# niets van iemand moeten hebben



## Syzygy

Hallo, allemaal.

Ik heb de zin "A moest niets meer van B hebben." gehoord en begrijp niet goed wat hij betekent. De context was dat B A teleurgesteld had.
Heeft iemand een Engelse vertaling? Anders dan in het Engels betekent "X moet niet" normaal gesproken "Het is niet nodig dat X.", toch?

Bedankt!


----------



## Peterdg

It means that A does not want to have to do with B anymore, A doesn't like B at all anymore.

About your supposition:

X moet niet <=> X doesn't have to
X mag niet <=> X must not


----------



## Joannes

Ik ga akkoord met de vertaling van de zin.

Wat de modale hulpwerkwoorden betreft, is er voor 'don't need to' _hoeven te_, bvb. _je hoeft het niet te komen ophalen, ik breng het wel_ of _ik hoef u dat niet te vertellen, u weet zelf goed genoeg dat.._. _Hoeven _kan enkel gebruikt worden met negatie of een 'connotatie van negatie' (zgn.
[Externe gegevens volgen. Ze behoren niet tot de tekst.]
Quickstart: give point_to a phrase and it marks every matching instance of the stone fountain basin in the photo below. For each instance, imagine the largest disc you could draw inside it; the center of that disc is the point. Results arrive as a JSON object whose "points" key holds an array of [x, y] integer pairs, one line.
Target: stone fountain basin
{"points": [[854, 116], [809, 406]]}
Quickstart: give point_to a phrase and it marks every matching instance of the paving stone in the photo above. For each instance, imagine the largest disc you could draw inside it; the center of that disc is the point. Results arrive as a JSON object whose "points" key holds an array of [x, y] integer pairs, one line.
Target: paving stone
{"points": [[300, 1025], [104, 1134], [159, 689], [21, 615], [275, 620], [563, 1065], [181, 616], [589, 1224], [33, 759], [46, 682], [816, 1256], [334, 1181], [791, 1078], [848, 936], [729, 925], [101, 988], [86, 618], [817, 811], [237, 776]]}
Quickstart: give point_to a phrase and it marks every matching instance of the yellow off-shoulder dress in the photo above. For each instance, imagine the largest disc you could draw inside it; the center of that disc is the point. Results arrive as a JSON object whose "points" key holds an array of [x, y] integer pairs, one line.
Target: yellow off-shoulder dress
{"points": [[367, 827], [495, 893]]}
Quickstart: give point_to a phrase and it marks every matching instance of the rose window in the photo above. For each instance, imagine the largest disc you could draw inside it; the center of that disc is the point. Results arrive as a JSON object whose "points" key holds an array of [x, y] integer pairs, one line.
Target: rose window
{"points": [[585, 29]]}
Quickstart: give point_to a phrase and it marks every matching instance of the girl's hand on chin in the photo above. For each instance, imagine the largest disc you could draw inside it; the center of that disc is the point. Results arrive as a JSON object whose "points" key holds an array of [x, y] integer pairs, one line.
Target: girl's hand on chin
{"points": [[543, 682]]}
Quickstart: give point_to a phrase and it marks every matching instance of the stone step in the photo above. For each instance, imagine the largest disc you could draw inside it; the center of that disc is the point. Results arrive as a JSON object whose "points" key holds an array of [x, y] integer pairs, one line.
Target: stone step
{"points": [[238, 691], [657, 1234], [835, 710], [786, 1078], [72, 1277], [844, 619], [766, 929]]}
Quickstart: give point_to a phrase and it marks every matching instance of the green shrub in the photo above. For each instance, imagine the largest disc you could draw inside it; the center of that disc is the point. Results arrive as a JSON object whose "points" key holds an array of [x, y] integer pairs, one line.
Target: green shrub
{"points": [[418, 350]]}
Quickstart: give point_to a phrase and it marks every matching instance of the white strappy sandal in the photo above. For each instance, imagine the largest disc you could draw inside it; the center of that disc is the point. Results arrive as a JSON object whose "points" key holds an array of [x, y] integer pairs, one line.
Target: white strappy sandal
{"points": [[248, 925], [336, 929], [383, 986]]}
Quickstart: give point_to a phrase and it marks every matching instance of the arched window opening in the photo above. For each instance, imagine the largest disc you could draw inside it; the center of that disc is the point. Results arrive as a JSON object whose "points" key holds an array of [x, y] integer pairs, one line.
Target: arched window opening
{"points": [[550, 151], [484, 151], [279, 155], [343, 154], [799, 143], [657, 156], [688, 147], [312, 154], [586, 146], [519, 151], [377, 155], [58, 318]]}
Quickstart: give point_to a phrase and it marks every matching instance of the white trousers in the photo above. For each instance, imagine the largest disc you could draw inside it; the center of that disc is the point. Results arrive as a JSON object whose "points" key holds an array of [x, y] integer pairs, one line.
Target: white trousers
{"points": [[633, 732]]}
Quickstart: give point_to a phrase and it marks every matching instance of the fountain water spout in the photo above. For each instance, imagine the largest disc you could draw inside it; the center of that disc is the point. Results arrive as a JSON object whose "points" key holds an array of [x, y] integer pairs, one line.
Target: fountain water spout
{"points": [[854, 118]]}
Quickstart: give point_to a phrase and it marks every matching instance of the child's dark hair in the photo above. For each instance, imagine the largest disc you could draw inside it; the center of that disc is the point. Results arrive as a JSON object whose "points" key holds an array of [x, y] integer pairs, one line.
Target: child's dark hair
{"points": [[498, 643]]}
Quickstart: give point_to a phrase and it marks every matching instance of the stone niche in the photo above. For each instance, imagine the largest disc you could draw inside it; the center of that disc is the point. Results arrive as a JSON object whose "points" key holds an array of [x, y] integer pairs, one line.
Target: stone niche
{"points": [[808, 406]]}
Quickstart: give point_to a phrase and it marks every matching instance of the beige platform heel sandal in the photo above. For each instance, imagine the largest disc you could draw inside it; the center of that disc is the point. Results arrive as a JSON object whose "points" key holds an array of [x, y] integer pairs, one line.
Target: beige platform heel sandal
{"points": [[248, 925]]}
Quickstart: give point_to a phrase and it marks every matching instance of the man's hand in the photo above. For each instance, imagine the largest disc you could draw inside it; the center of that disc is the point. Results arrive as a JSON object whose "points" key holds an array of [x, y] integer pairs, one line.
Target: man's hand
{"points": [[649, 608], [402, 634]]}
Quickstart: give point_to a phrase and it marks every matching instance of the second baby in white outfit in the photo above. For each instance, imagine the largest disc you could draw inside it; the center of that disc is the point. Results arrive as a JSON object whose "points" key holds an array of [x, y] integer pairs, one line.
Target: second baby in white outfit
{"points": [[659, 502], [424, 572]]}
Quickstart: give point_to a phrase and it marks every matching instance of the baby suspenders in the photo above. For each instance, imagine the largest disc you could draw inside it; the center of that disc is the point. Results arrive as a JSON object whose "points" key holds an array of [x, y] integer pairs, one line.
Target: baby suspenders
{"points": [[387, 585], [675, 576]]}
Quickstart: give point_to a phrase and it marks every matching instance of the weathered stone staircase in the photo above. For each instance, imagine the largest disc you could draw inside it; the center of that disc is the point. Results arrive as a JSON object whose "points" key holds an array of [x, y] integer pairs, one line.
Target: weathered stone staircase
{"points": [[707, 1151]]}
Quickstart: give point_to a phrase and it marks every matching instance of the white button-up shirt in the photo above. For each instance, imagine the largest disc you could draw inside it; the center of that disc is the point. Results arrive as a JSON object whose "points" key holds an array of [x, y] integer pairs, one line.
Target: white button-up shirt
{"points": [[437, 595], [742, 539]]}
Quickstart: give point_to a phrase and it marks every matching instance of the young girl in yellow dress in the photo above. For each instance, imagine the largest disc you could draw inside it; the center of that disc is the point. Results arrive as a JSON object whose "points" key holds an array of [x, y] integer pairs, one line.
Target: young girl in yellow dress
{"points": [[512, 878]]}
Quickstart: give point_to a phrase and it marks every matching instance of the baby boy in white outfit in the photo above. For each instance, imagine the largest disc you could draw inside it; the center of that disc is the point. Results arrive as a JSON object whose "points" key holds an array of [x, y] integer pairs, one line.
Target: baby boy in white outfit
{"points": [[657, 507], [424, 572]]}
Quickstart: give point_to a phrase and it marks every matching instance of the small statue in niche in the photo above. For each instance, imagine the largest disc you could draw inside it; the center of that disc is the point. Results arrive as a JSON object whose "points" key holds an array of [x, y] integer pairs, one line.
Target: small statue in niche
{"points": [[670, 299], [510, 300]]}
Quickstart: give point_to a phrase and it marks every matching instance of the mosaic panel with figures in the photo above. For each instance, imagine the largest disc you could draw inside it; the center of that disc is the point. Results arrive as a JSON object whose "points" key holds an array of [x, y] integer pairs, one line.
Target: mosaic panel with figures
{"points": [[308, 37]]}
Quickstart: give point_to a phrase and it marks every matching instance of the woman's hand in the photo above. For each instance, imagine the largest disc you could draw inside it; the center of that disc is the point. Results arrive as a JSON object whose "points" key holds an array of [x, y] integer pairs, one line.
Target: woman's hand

Negative Polarity Items).

Het is waar dat (tenminste in België) heel veel mensen _niet moeten _gebruiken in die betekenis: _je moet het niet komen ophalen, ik breng het wel_ of _ik moet u dat niet vertellen, u weet zelf goed genoeg dat..._

Hoewel die constructie erg veel is terug te vinden (ook in titels van krantenartikels, google maar), is volgens de Taalunie niet duidelijk of het tot de standaardtaal in België moet gerekend worden (volgens mij wel). Volgens enkele voorschriften betekent _niet moeten _dat 'het niet behoorlijk/wenselijk is dat..', kortom 'must not'. Ook in België komt _niet moeten _trouwens heel geregeld voor in die betekenis, denk maar aan _je moet niet huilen / klagen / zeuren_.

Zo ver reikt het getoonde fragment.